2.1.3. Time-Frequency Domain based Approach for Event Detection and Classification

Previous papers have shown that the existing solutions using non-stationary signal analysis and processing can be improved by exploiting the (t, f) attributes of such signals. In addition, (t, f)-based techniques have been reported to outperform the conventional techniques (time-and frequency-domain) in the detection and classification of non-stationary signals [39,40]. This is because the (t, f) distributions (TFDs) provide more discriminative and effective features that cannot be extracted from temporal or spectral representations. For instance, the instantaneous frequencies (IFs) and instantaneous amplitudes of the components of the signal. The fore-mentioned effectiveness of the (t, f)-representations for the analysis, processing and classification of non-stationary signals directed us to a (t, f)-based pattern recognition approach illustrated in Figure 2. A detailed description of such TF methods is given in [38].

Figure 2

Time-frequency (TF) approach for pattern classification.

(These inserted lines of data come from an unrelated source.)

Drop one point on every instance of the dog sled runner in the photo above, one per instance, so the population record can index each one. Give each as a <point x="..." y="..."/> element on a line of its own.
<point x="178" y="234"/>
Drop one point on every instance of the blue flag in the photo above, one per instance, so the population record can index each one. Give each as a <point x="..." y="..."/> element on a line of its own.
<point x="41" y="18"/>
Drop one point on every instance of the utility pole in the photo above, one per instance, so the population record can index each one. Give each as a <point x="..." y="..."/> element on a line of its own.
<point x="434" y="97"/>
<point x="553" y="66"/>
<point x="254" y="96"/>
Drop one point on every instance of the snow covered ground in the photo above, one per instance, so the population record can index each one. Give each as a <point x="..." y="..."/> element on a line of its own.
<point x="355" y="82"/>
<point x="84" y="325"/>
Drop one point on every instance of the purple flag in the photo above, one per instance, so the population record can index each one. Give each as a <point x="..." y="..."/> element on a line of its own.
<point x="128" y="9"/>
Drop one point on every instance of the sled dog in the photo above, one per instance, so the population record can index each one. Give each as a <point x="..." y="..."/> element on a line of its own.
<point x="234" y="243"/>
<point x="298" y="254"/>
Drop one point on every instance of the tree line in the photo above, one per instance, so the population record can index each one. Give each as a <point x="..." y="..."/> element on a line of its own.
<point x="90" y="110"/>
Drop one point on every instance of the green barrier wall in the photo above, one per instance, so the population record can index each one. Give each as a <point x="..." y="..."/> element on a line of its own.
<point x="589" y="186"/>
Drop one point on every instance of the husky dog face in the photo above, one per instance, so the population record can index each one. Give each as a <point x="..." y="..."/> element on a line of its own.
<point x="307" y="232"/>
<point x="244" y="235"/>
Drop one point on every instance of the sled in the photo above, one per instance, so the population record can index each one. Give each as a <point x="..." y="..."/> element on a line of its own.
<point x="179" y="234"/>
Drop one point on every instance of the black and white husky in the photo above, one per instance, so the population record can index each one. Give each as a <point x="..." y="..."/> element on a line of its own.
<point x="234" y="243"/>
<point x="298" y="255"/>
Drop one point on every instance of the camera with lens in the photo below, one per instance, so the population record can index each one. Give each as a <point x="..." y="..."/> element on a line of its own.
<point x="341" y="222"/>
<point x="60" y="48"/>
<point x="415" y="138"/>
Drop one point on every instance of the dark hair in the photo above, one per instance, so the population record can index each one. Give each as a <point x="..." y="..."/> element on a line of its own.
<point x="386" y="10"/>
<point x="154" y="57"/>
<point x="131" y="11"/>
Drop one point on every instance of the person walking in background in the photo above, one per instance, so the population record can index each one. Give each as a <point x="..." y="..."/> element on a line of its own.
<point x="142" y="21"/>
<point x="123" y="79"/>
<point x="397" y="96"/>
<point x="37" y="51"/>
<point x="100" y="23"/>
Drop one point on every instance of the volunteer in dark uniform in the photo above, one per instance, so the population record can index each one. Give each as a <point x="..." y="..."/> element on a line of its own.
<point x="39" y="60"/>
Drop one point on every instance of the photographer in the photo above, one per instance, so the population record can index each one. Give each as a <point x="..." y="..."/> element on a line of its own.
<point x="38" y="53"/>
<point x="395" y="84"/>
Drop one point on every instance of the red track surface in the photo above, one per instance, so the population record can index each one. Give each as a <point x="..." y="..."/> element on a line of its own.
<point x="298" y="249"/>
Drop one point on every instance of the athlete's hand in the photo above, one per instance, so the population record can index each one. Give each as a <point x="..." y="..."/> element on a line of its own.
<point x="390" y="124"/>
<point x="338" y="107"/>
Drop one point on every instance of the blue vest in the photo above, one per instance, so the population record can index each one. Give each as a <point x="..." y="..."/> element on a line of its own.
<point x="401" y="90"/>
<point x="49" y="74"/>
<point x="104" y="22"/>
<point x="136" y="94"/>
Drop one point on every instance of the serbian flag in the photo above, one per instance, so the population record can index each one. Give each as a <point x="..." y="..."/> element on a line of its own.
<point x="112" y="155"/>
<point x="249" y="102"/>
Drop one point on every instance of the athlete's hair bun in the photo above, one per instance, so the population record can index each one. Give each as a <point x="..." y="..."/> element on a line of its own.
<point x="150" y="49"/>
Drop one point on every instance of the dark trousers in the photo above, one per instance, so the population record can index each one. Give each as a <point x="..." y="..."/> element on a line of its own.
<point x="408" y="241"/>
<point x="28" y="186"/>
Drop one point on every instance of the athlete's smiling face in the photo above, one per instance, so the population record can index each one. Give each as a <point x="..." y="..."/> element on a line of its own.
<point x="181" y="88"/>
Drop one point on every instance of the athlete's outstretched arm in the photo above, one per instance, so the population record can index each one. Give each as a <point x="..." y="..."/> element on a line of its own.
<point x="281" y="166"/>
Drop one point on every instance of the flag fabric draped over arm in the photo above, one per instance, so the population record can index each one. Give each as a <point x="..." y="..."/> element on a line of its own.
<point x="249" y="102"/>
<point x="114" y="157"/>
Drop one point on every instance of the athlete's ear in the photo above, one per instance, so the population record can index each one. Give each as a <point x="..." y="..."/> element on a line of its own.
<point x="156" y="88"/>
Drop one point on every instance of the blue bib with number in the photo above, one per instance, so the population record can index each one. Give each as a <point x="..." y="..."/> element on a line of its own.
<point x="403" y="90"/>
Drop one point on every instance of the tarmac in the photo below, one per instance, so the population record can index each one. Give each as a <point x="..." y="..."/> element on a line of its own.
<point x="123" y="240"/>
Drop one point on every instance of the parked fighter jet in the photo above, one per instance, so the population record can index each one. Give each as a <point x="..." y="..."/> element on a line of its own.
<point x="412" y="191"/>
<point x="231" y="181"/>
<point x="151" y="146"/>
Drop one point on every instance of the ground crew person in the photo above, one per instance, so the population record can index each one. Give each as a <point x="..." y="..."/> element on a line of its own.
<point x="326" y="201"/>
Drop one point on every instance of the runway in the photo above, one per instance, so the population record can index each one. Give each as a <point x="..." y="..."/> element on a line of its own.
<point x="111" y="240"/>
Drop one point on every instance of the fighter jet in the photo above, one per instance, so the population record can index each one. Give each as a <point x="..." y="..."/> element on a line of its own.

A t-domain representation refers to the variation in the amplitude of signal at each time to determine the signal changes over time in order to confirm the presence of the signal by indicating its start and end times. On the other hand, a spectral representation gives information about the frequency components of the signal, including their magnitudes, the start and end frequencies, and the bandwidth. The t-domain representation does not provide information about the frequency components present in the signal. Similarly, the frequency domain representation does not show at which times these components are present. By contrast, the TFD indicates the start and stop times of its components, including their frequency range and variations over time [41]. Thus, TF analysis can effectively illustrate the non-stationary aspects of signal, discontinuities, and repeating patterns, whereas the previous two approaches are not as effective for this purpose. Because CC and TS signals are highly variant, they can be best represented by TFDs. A TFD efficiently describes the spread of a signal’s energy over the two-dimensional TF space instead of time or frequency space alone. Figure 3 shows examples of a short segment (0.1 s sampled at 8 kHz) of background road noise (BN) and CC and TS sound events in the t domain (left-hand plots), the f domain (center plots) and the joint (t, f) domain (right-hand plots) using the (EMBD).

Figure 3

Time, frequency, and TF representations of a Background noise (BN) segment (1st row), a Car Crash (CC) sound (2nd row), and a Tire Skidding (TS) sound (3rd row). The TF representations were generated using the extended modified-B distribution (EMBD) with as σ = 0.9 and β = 0.01, with a lag window length of 355.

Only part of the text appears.